The cost of Brexit to June 2018

Insight
30 September 2018

The UK economy is 2.5 per cent smaller than it would be if the UK had voted to remain in the European Union. The latest update of the Centre for European Reform’s calculation of the cost of Brexit in the second quarter of 2018 shows the damage is growing even though the UK has yet to leave the bloc. The knock-on hit to the public finances is now £26 billion – or £250 million a week.  

The culprit is the vote for Brexit, as our findings demonstrate. In June 2018, we published our first estimate of the cost of the decision to leave the EU, based upon a modelling exercise, and found that the British economy was 2.1 per cent smaller by the end of the first quarter of 2018. According to our revised model, which uses a broader set of data, the British economy was 2.5 per cent smaller in the second quarter of 2018 than it would have been if the referendum had gone the other way: the cost is growing.

Our original estimate used a model developed by a group of academics who calculated the cost at 1.3 per cent of GDP in the third quarter of 2017. We have updated their method to take into account helpful feedback from various experts on our June estimate. We made the original model specifications and data available to everyone to ensure any gremlins, which are inevitable when conducting modelling exercises, were ironed out. Interested readers can turn to the appendix below, which explains how our revised model works. 

The basic aim of the CER’s cost of Brexit model is simple: to compare the ‘real’ UK to a UK that did not vote to leave the EU. We use data from other advanced economies to create a ‘synthetic’ UK that did not vote to leave the EU. To do this, we use a computer program to select – from a group of 22 advanced economies – those countries whose economic characteristics closely match the UK in the run-up to the Brexit referendum. It then combines them to form a doppelgänger UK. The program continues to chart how the UK doppelgänger did after the referendum – and we can then compare its performance to the real UK data. 

The CER’s synthetic UK is constructed using quarterly real GDP data and other economic indicators from the 22 advanced economies starting in the first quarter of 2009. The countries the program has selected include the US (whose growth rate makes up 50 per cent of that of the UK doppelgänger), Germany (28 per cent), Luxembourg (11 per cent), Iceland (10 per cent) and Greece (2 per cent).
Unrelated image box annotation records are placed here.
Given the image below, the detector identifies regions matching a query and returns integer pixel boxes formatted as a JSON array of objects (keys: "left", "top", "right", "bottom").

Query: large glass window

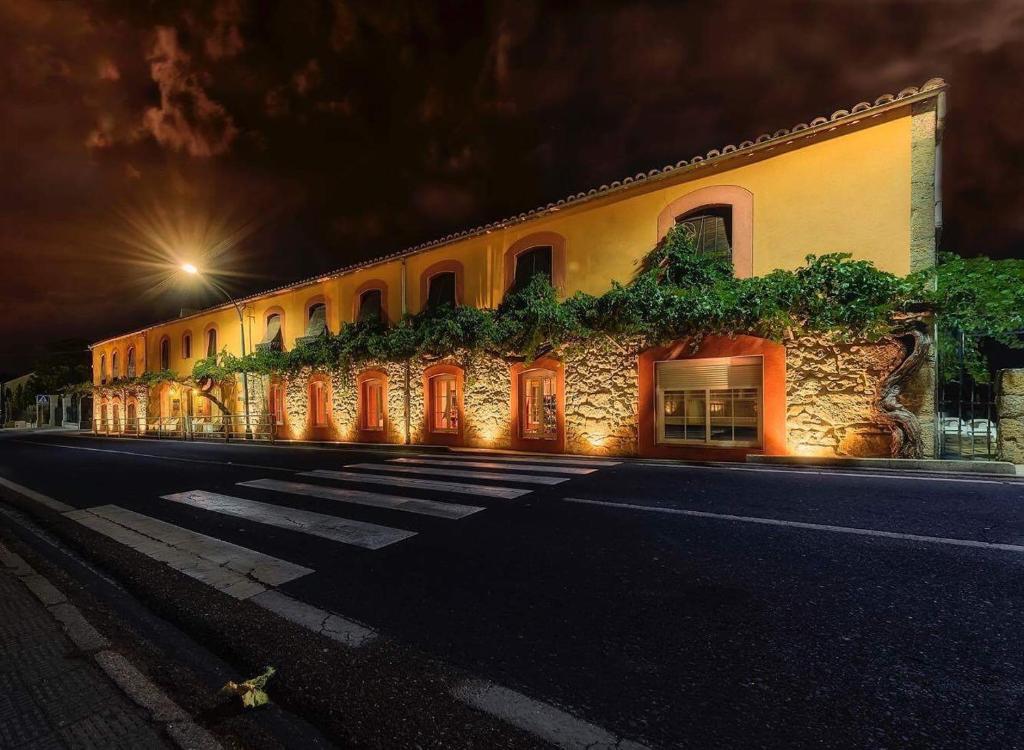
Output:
[
  {"left": 360, "top": 378, "right": 384, "bottom": 429},
  {"left": 520, "top": 370, "right": 558, "bottom": 440},
  {"left": 427, "top": 270, "right": 456, "bottom": 309},
  {"left": 676, "top": 206, "right": 732, "bottom": 260},
  {"left": 655, "top": 357, "right": 763, "bottom": 446},
  {"left": 509, "top": 245, "right": 553, "bottom": 292},
  {"left": 430, "top": 374, "right": 459, "bottom": 432},
  {"left": 356, "top": 289, "right": 384, "bottom": 323}
]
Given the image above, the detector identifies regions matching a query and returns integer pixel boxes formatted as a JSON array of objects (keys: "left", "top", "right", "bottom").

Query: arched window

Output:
[
  {"left": 657, "top": 184, "right": 754, "bottom": 279},
  {"left": 519, "top": 368, "right": 558, "bottom": 441},
  {"left": 359, "top": 374, "right": 387, "bottom": 432},
  {"left": 270, "top": 382, "right": 285, "bottom": 426},
  {"left": 355, "top": 289, "right": 384, "bottom": 323},
  {"left": 676, "top": 206, "right": 732, "bottom": 263},
  {"left": 505, "top": 232, "right": 565, "bottom": 293},
  {"left": 430, "top": 373, "right": 460, "bottom": 433},
  {"left": 309, "top": 380, "right": 328, "bottom": 427},
  {"left": 256, "top": 308, "right": 285, "bottom": 351},
  {"left": 427, "top": 270, "right": 457, "bottom": 309},
  {"left": 509, "top": 245, "right": 553, "bottom": 292}
]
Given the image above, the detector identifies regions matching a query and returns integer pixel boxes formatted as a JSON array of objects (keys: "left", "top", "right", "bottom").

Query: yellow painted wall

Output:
[{"left": 93, "top": 107, "right": 911, "bottom": 384}]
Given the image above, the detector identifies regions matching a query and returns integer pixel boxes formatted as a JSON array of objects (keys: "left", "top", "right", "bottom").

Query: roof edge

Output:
[{"left": 89, "top": 78, "right": 949, "bottom": 349}]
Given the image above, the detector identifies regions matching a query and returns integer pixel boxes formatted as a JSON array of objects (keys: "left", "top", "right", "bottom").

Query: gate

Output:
[{"left": 937, "top": 331, "right": 998, "bottom": 460}]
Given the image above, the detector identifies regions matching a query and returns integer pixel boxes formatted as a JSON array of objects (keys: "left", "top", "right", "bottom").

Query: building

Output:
[{"left": 91, "top": 79, "right": 945, "bottom": 458}]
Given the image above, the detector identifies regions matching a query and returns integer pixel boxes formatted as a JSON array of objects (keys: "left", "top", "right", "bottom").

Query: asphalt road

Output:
[{"left": 0, "top": 434, "right": 1024, "bottom": 748}]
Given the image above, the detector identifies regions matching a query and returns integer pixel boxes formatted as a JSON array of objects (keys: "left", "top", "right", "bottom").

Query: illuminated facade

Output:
[{"left": 92, "top": 79, "right": 945, "bottom": 458}]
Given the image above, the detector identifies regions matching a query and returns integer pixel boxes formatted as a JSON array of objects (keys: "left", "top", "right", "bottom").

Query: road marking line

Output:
[
  {"left": 239, "top": 480, "right": 484, "bottom": 519},
  {"left": 345, "top": 463, "right": 568, "bottom": 485},
  {"left": 452, "top": 679, "right": 647, "bottom": 750},
  {"left": 299, "top": 469, "right": 532, "bottom": 500},
  {"left": 89, "top": 505, "right": 313, "bottom": 586},
  {"left": 565, "top": 497, "right": 1024, "bottom": 552},
  {"left": 388, "top": 458, "right": 597, "bottom": 476},
  {"left": 163, "top": 490, "right": 416, "bottom": 549},
  {"left": 65, "top": 505, "right": 377, "bottom": 649},
  {"left": 65, "top": 505, "right": 313, "bottom": 599},
  {"left": 444, "top": 448, "right": 622, "bottom": 466},
  {"left": 637, "top": 463, "right": 1003, "bottom": 485},
  {"left": 11, "top": 441, "right": 295, "bottom": 472},
  {"left": 0, "top": 476, "right": 75, "bottom": 513},
  {"left": 249, "top": 589, "right": 377, "bottom": 649}
]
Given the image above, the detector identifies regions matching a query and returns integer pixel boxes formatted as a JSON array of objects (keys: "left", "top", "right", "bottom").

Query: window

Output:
[
  {"left": 509, "top": 245, "right": 554, "bottom": 292},
  {"left": 430, "top": 374, "right": 459, "bottom": 432},
  {"left": 519, "top": 370, "right": 558, "bottom": 441},
  {"left": 359, "top": 378, "right": 384, "bottom": 430},
  {"left": 355, "top": 289, "right": 384, "bottom": 323},
  {"left": 676, "top": 206, "right": 732, "bottom": 261},
  {"left": 655, "top": 357, "right": 763, "bottom": 446},
  {"left": 427, "top": 270, "right": 456, "bottom": 309},
  {"left": 307, "top": 380, "right": 327, "bottom": 427},
  {"left": 256, "top": 313, "right": 285, "bottom": 351},
  {"left": 270, "top": 383, "right": 285, "bottom": 425}
]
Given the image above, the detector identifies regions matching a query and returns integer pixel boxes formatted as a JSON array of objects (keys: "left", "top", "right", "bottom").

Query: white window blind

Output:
[{"left": 656, "top": 357, "right": 762, "bottom": 390}]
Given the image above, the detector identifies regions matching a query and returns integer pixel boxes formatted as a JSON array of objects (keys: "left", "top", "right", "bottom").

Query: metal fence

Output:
[{"left": 92, "top": 414, "right": 274, "bottom": 443}]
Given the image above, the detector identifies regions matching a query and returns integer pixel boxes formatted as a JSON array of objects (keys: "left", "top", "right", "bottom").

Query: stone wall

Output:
[
  {"left": 565, "top": 336, "right": 640, "bottom": 456},
  {"left": 995, "top": 370, "right": 1024, "bottom": 463},
  {"left": 108, "top": 336, "right": 929, "bottom": 456},
  {"left": 785, "top": 336, "right": 934, "bottom": 456}
]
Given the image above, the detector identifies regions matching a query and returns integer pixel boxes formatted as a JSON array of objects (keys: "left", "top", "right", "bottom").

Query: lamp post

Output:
[{"left": 181, "top": 263, "right": 253, "bottom": 441}]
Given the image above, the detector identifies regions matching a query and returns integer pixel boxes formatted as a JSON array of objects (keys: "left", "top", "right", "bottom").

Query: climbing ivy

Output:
[{"left": 159, "top": 230, "right": 1024, "bottom": 381}]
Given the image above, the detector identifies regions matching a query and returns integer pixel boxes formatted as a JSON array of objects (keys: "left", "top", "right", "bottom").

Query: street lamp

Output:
[{"left": 181, "top": 263, "right": 253, "bottom": 441}]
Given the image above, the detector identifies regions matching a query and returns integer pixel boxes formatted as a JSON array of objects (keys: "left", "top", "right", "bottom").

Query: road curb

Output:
[
  {"left": 0, "top": 544, "right": 221, "bottom": 750},
  {"left": 746, "top": 456, "right": 1017, "bottom": 476}
]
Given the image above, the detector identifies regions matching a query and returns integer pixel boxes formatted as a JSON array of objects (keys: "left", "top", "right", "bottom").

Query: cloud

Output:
[
  {"left": 204, "top": 0, "right": 246, "bottom": 60},
  {"left": 142, "top": 27, "right": 239, "bottom": 157}
]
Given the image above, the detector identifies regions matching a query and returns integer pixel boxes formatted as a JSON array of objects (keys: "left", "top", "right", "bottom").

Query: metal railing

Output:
[{"left": 92, "top": 414, "right": 274, "bottom": 443}]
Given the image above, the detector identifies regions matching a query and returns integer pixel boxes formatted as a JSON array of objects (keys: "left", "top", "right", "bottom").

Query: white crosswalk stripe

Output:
[
  {"left": 299, "top": 464, "right": 531, "bottom": 500},
  {"left": 164, "top": 490, "right": 416, "bottom": 549},
  {"left": 345, "top": 463, "right": 568, "bottom": 485},
  {"left": 388, "top": 458, "right": 597, "bottom": 477},
  {"left": 66, "top": 505, "right": 313, "bottom": 599},
  {"left": 239, "top": 480, "right": 483, "bottom": 519}
]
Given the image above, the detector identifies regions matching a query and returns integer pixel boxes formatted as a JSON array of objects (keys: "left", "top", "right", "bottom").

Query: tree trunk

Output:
[{"left": 879, "top": 325, "right": 932, "bottom": 458}]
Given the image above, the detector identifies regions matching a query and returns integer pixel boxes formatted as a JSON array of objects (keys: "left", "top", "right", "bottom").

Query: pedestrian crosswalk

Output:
[{"left": 67, "top": 453, "right": 618, "bottom": 647}]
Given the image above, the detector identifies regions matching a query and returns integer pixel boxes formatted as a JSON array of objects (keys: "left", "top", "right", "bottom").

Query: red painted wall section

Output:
[{"left": 637, "top": 336, "right": 786, "bottom": 461}]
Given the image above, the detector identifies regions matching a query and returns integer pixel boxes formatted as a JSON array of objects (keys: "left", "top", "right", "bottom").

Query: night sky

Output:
[{"left": 0, "top": 0, "right": 1024, "bottom": 373}]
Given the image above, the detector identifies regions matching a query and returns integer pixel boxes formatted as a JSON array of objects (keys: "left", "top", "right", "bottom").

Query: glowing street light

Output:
[{"left": 181, "top": 263, "right": 253, "bottom": 440}]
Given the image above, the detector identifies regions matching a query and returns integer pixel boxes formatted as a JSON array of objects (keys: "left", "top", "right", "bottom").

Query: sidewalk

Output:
[{"left": 0, "top": 544, "right": 216, "bottom": 750}]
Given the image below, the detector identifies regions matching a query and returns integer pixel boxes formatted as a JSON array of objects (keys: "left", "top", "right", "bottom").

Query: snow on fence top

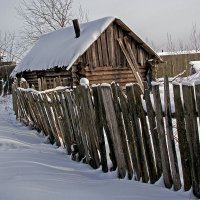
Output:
[
  {"left": 189, "top": 61, "right": 200, "bottom": 72},
  {"left": 11, "top": 17, "right": 116, "bottom": 76}
]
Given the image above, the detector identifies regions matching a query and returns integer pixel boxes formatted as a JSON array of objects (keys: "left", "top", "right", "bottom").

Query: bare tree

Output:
[
  {"left": 166, "top": 33, "right": 176, "bottom": 52},
  {"left": 17, "top": 0, "right": 88, "bottom": 45},
  {"left": 190, "top": 24, "right": 200, "bottom": 51},
  {"left": 0, "top": 32, "right": 25, "bottom": 61}
]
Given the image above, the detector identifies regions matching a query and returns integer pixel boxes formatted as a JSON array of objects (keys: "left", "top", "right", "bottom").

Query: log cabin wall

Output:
[
  {"left": 78, "top": 22, "right": 150, "bottom": 86},
  {"left": 19, "top": 20, "right": 155, "bottom": 89}
]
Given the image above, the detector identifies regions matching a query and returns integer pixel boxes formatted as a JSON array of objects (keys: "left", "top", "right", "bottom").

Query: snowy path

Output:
[{"left": 0, "top": 97, "right": 194, "bottom": 200}]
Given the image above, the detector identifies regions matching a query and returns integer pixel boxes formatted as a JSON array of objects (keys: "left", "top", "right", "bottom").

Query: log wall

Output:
[{"left": 19, "top": 22, "right": 155, "bottom": 89}]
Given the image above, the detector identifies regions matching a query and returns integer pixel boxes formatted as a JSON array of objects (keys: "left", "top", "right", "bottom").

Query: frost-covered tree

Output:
[
  {"left": 17, "top": 0, "right": 88, "bottom": 45},
  {"left": 190, "top": 24, "right": 200, "bottom": 51}
]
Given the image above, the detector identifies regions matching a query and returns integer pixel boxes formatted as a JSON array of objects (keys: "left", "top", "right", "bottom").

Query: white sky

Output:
[{"left": 0, "top": 0, "right": 200, "bottom": 48}]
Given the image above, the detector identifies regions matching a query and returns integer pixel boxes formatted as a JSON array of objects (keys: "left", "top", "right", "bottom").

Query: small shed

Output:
[{"left": 12, "top": 17, "right": 162, "bottom": 89}]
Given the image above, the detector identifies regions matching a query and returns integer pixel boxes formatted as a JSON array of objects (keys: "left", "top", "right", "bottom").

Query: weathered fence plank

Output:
[
  {"left": 126, "top": 85, "right": 149, "bottom": 183},
  {"left": 117, "top": 84, "right": 142, "bottom": 181},
  {"left": 134, "top": 84, "right": 157, "bottom": 184},
  {"left": 164, "top": 76, "right": 181, "bottom": 191},
  {"left": 13, "top": 81, "right": 200, "bottom": 197},
  {"left": 173, "top": 83, "right": 192, "bottom": 191},
  {"left": 101, "top": 86, "right": 126, "bottom": 178},
  {"left": 144, "top": 86, "right": 162, "bottom": 180},
  {"left": 111, "top": 83, "right": 133, "bottom": 179},
  {"left": 182, "top": 85, "right": 200, "bottom": 198},
  {"left": 152, "top": 85, "right": 172, "bottom": 188},
  {"left": 92, "top": 87, "right": 108, "bottom": 172}
]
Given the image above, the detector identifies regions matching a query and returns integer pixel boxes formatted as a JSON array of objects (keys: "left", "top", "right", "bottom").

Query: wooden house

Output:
[{"left": 12, "top": 17, "right": 162, "bottom": 89}]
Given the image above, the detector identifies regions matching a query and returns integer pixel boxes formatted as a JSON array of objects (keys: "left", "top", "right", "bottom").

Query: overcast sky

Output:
[{"left": 0, "top": 0, "right": 200, "bottom": 48}]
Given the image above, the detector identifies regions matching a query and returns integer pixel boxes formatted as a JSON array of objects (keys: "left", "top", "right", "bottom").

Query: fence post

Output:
[
  {"left": 164, "top": 76, "right": 181, "bottom": 191},
  {"left": 126, "top": 85, "right": 149, "bottom": 183},
  {"left": 133, "top": 84, "right": 157, "bottom": 183},
  {"left": 101, "top": 86, "right": 126, "bottom": 178},
  {"left": 92, "top": 86, "right": 108, "bottom": 172},
  {"left": 182, "top": 85, "right": 200, "bottom": 198},
  {"left": 144, "top": 84, "right": 162, "bottom": 180},
  {"left": 152, "top": 85, "right": 172, "bottom": 188},
  {"left": 117, "top": 84, "right": 142, "bottom": 181},
  {"left": 64, "top": 91, "right": 87, "bottom": 160},
  {"left": 173, "top": 83, "right": 192, "bottom": 191},
  {"left": 111, "top": 83, "right": 133, "bottom": 180},
  {"left": 93, "top": 86, "right": 117, "bottom": 171}
]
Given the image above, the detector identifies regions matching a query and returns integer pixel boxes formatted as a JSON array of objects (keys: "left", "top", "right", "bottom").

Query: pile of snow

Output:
[
  {"left": 189, "top": 61, "right": 200, "bottom": 73},
  {"left": 80, "top": 78, "right": 90, "bottom": 86},
  {"left": 0, "top": 96, "right": 194, "bottom": 200}
]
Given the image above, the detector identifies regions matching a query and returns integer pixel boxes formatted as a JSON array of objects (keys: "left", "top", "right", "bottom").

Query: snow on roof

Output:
[
  {"left": 11, "top": 16, "right": 162, "bottom": 77},
  {"left": 11, "top": 17, "right": 115, "bottom": 76},
  {"left": 157, "top": 50, "right": 200, "bottom": 56}
]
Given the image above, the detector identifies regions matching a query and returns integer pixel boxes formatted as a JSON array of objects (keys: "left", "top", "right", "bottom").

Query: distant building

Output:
[{"left": 12, "top": 17, "right": 162, "bottom": 89}]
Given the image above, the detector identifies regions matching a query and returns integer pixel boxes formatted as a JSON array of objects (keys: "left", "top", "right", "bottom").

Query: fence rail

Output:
[{"left": 13, "top": 78, "right": 200, "bottom": 197}]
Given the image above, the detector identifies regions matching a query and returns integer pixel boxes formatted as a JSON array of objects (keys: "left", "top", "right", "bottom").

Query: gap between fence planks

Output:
[{"left": 117, "top": 38, "right": 144, "bottom": 93}]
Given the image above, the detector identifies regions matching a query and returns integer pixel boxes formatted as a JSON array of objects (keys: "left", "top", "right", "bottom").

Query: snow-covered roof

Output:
[
  {"left": 11, "top": 16, "right": 160, "bottom": 76},
  {"left": 157, "top": 50, "right": 200, "bottom": 56}
]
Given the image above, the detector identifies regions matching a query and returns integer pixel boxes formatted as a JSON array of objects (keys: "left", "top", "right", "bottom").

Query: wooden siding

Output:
[{"left": 20, "top": 22, "right": 153, "bottom": 89}]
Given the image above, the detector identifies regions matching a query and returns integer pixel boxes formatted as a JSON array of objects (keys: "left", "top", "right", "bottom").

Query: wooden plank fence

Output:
[{"left": 13, "top": 77, "right": 200, "bottom": 198}]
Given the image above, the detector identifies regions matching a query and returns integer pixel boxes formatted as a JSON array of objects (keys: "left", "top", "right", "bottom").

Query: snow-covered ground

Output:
[{"left": 0, "top": 97, "right": 194, "bottom": 200}]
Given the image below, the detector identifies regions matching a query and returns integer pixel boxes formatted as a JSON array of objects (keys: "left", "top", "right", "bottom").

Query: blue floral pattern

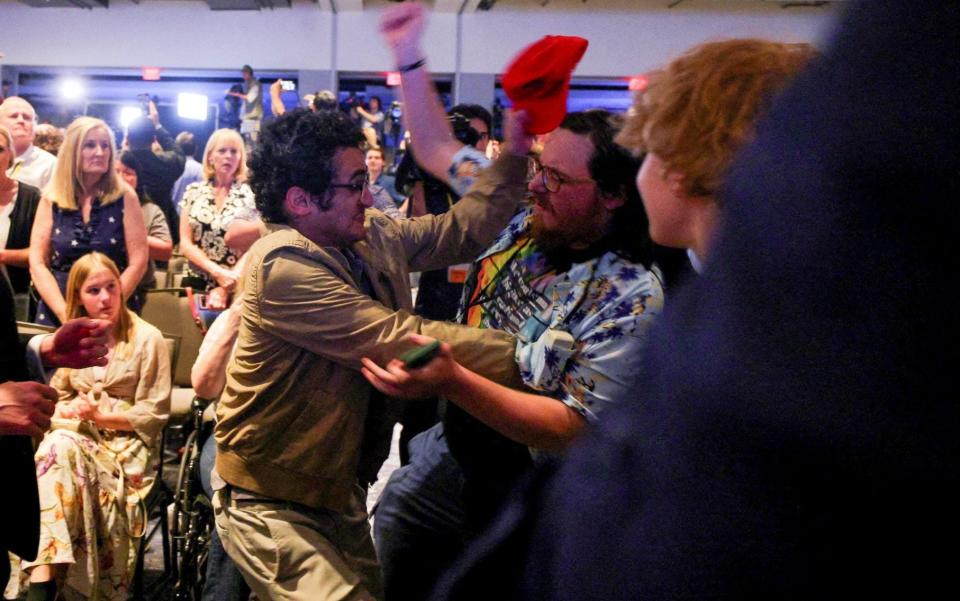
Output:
[{"left": 461, "top": 209, "right": 664, "bottom": 421}]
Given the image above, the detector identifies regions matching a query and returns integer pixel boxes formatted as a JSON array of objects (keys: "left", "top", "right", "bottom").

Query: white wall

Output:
[
  {"left": 463, "top": 10, "right": 831, "bottom": 77},
  {"left": 0, "top": 0, "right": 833, "bottom": 76}
]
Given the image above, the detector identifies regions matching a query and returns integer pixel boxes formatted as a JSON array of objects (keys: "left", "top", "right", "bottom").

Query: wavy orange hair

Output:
[{"left": 617, "top": 39, "right": 817, "bottom": 196}]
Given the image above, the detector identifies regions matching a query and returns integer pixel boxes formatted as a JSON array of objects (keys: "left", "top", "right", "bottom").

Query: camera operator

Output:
[
  {"left": 356, "top": 96, "right": 384, "bottom": 148},
  {"left": 383, "top": 100, "right": 403, "bottom": 149},
  {"left": 127, "top": 98, "right": 186, "bottom": 244},
  {"left": 380, "top": 8, "right": 490, "bottom": 195}
]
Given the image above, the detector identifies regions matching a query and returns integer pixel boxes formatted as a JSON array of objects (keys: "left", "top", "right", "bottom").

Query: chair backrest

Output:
[
  {"left": 142, "top": 288, "right": 203, "bottom": 387},
  {"left": 161, "top": 332, "right": 180, "bottom": 376},
  {"left": 17, "top": 321, "right": 57, "bottom": 344},
  {"left": 166, "top": 255, "right": 187, "bottom": 288}
]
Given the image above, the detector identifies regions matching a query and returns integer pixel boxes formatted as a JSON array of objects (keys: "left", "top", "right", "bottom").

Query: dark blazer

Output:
[
  {"left": 0, "top": 278, "right": 40, "bottom": 560},
  {"left": 132, "top": 127, "right": 187, "bottom": 244}
]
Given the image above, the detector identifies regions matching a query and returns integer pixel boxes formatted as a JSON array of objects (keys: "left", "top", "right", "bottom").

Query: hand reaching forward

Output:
[
  {"left": 380, "top": 2, "right": 427, "bottom": 65},
  {"left": 360, "top": 334, "right": 462, "bottom": 399},
  {"left": 0, "top": 382, "right": 57, "bottom": 438}
]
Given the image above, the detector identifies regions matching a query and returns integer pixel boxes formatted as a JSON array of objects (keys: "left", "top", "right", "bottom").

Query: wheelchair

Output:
[{"left": 170, "top": 397, "right": 214, "bottom": 601}]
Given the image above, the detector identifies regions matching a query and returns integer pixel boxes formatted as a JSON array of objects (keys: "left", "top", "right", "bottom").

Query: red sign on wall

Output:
[{"left": 627, "top": 75, "right": 647, "bottom": 92}]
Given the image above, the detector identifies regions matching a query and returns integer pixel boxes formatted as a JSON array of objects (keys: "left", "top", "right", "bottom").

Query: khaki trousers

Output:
[{"left": 213, "top": 486, "right": 383, "bottom": 601}]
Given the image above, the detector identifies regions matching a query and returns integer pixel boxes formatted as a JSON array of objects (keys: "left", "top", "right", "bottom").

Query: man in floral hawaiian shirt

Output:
[{"left": 372, "top": 111, "right": 663, "bottom": 599}]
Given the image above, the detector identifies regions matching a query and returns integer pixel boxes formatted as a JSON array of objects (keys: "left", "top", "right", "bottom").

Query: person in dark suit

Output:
[
  {"left": 0, "top": 286, "right": 109, "bottom": 584},
  {"left": 434, "top": 0, "right": 960, "bottom": 601},
  {"left": 127, "top": 101, "right": 187, "bottom": 244}
]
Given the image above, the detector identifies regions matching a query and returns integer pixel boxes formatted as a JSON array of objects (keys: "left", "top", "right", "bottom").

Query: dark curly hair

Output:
[{"left": 247, "top": 109, "right": 363, "bottom": 223}]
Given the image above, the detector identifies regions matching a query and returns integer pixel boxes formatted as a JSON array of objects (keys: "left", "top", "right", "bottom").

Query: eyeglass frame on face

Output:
[
  {"left": 327, "top": 169, "right": 370, "bottom": 199},
  {"left": 530, "top": 157, "right": 597, "bottom": 194}
]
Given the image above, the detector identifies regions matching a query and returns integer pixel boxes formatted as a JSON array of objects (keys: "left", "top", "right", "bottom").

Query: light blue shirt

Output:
[{"left": 171, "top": 157, "right": 203, "bottom": 214}]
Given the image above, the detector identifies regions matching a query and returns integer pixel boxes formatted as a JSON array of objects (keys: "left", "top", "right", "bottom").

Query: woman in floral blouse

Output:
[
  {"left": 180, "top": 129, "right": 256, "bottom": 309},
  {"left": 23, "top": 252, "right": 171, "bottom": 600}
]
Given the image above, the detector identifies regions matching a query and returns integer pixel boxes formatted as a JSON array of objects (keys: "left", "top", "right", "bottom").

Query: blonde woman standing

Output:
[
  {"left": 23, "top": 253, "right": 171, "bottom": 600},
  {"left": 30, "top": 117, "right": 147, "bottom": 325},
  {"left": 180, "top": 129, "right": 256, "bottom": 309}
]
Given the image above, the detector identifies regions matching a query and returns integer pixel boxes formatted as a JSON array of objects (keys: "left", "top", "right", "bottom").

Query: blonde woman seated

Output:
[{"left": 23, "top": 253, "right": 171, "bottom": 599}]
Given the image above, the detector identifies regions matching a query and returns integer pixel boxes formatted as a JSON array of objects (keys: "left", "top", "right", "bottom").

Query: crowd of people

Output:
[{"left": 0, "top": 1, "right": 960, "bottom": 601}]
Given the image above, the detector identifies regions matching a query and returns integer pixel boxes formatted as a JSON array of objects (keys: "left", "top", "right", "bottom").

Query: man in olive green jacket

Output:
[{"left": 215, "top": 111, "right": 529, "bottom": 599}]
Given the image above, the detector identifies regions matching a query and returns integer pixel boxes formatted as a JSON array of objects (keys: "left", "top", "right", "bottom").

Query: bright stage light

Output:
[
  {"left": 60, "top": 77, "right": 85, "bottom": 100},
  {"left": 177, "top": 92, "right": 208, "bottom": 121},
  {"left": 120, "top": 106, "right": 143, "bottom": 129}
]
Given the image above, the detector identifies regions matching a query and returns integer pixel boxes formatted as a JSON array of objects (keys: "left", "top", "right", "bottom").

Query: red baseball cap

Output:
[{"left": 503, "top": 35, "right": 589, "bottom": 134}]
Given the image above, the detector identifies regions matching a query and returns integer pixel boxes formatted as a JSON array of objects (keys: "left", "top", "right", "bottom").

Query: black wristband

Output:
[{"left": 397, "top": 58, "right": 427, "bottom": 73}]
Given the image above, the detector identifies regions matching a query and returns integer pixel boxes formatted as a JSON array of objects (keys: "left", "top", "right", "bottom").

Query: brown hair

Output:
[
  {"left": 617, "top": 39, "right": 816, "bottom": 196},
  {"left": 64, "top": 252, "right": 135, "bottom": 356}
]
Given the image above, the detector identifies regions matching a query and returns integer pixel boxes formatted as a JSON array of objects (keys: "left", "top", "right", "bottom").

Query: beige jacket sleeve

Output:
[
  {"left": 258, "top": 249, "right": 521, "bottom": 386},
  {"left": 397, "top": 154, "right": 527, "bottom": 271},
  {"left": 124, "top": 323, "right": 172, "bottom": 447}
]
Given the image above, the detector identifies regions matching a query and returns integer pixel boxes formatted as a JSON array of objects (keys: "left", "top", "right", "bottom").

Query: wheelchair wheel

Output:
[{"left": 170, "top": 431, "right": 213, "bottom": 601}]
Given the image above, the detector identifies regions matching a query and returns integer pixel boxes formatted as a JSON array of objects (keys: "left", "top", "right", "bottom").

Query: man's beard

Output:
[
  {"left": 530, "top": 212, "right": 605, "bottom": 272},
  {"left": 530, "top": 211, "right": 570, "bottom": 254}
]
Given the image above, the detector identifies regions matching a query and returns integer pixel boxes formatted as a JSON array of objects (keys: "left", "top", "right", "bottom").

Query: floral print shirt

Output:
[
  {"left": 459, "top": 208, "right": 663, "bottom": 421},
  {"left": 180, "top": 182, "right": 257, "bottom": 288}
]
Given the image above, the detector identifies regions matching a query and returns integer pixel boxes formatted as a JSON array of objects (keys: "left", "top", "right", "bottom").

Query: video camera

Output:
[{"left": 447, "top": 113, "right": 480, "bottom": 146}]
Chart 1 shows doppelgänger UK closely matched the economic growth of Britain until the referendum vote, but then the two series diverged. The cost of Brexit is the difference between the doppelgänger’s growth and the UK’s real growth data. Our latest estimate shows the economy is 2.5 per cent smaller than it would have been if Remain had won, and the gap is growing.

It is possible to work out how much extra borrowing the UK’s foregone output implies. The government’s own analysis of the cost of the various Brexit options, which was leaked in January, estimated how membership of the European Economic Area, a free trade agreement, or relying on World Trade Organisation rules to trade with the EU would hit the economy and public finances. This was based on a detailed analysis of taxes raised from different sectors of the economy, and how these Brexit options would damage them. The analysis found that 1 per cent of lost GDP resulted in £11 billion of extra borrowing. Since we have found that the cost so far is 2.5 per cent, that adds up to £26 billion additional borrowing. Our estimate shows there is no Brexit dividend: the Leave vote is now costing the Treasury £250 million a week. It also implies that the UK’s deficit would largely be eliminated in the 2018-19 financial year if Britain had voted to Remain. The August outturn of the public finances implies the actual deficit for this financial year will be around 1.4 per cent of GDP.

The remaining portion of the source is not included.